One of the issues he addressed is the different standard that public figures are held to, compared to the general public when it comes to defamation suits against the media. In addition to showing that someone made a harmful, false statement to a third party, public figures have the added burden of showing that the party who made the statement acted with “actual malice.” That means that they made the statement either knowing that it was false or having reckless disregard for whether it was false.
“I think the actual malice standard is too stringent,” Harder said. He believes that the landmark Supreme Court decision that set the standard, New York Times v. Sullivan, got it wrong. “If you look at Justice White’s opinion in a Supreme Court case 20 years after New York Times v. Sullivan, he wrote a dissent and said we all made a mistake, that it has gotten to a point where it has created huge problems for a public figure who is defamed to do anything about it.”
Harder also thinks that media companies have too much leverage in lawsuits because they usually have deeper pockets. Referring to the Hogan/Gawker case (which was over invasion of privacy, not defamation), he mentioned how Gawker spent $10 million trying to defend themselves. “The deck is stacked against plaintiffs,” Harder said. “I don’t know too many people who can combat $10 million.” He also claimed that Gawker “drove up the bills” by filing motions, issuing subpoenas, and making multiple appeals.
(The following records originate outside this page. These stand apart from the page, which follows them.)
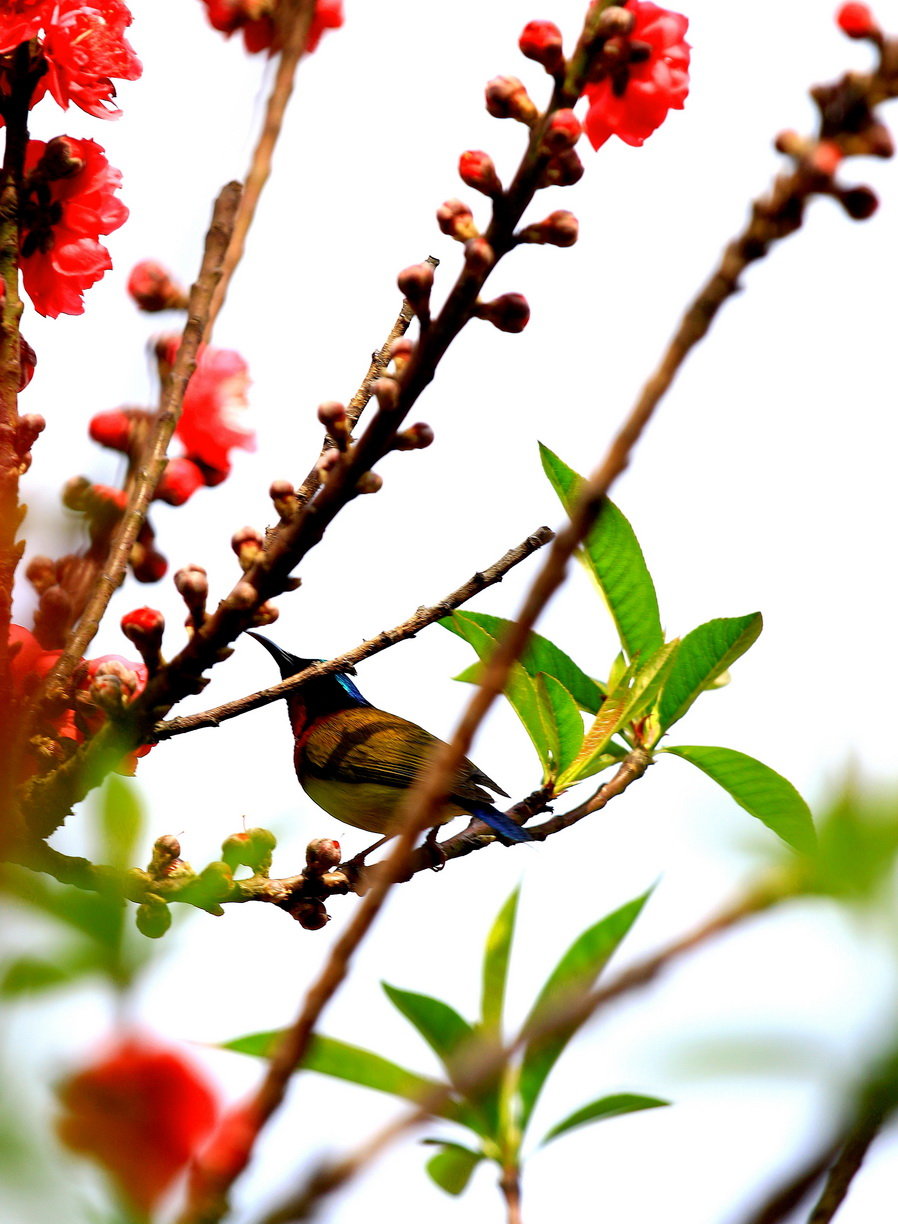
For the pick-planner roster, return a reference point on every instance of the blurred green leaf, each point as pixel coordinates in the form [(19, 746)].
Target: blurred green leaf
[(575, 972), (540, 655), (520, 689), (120, 823), (704, 655), (614, 557), (452, 1167), (496, 957), (565, 716), (756, 787), (327, 1055), (606, 1107)]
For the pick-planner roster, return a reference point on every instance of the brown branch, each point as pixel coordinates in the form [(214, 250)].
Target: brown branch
[(419, 621), (153, 460), (485, 1066), (294, 21), (360, 400)]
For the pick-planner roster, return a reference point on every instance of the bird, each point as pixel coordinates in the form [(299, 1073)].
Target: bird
[(357, 761)]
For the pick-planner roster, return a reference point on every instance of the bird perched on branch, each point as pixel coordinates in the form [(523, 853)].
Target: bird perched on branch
[(357, 761)]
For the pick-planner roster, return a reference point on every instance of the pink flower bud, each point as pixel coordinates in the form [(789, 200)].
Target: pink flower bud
[(509, 312), (247, 544), (415, 438), (507, 98), (477, 170), (559, 229), (858, 21), (153, 288), (456, 219), (179, 482), (322, 854), (541, 41)]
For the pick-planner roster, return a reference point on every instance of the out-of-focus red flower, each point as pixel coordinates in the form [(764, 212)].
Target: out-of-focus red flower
[(140, 1110), (639, 76), (255, 18), (67, 201), (209, 425)]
Harder’s representation of Hogan drew criticism when it was learned that PayPal founder Peter Thiel funded the representation. Thiel wanted to take down Gawker because of an article they published about his sexuality. But Harder believes it’s totally fair considering what he was up against. “What Peter Thiel was able to do was level the playing field. That’s all he did.”
Despite his history of taking on the media (the huge verdict in the Hogan case led to Gawker Media going bankrupt), and his wish for more plaintiff-friendly laws, Harder says he is not opposed to freedom of the press. “I believe very strongly in a free press. But I don’t believe in a reckless press. The First Amendment isn’t unlimited.”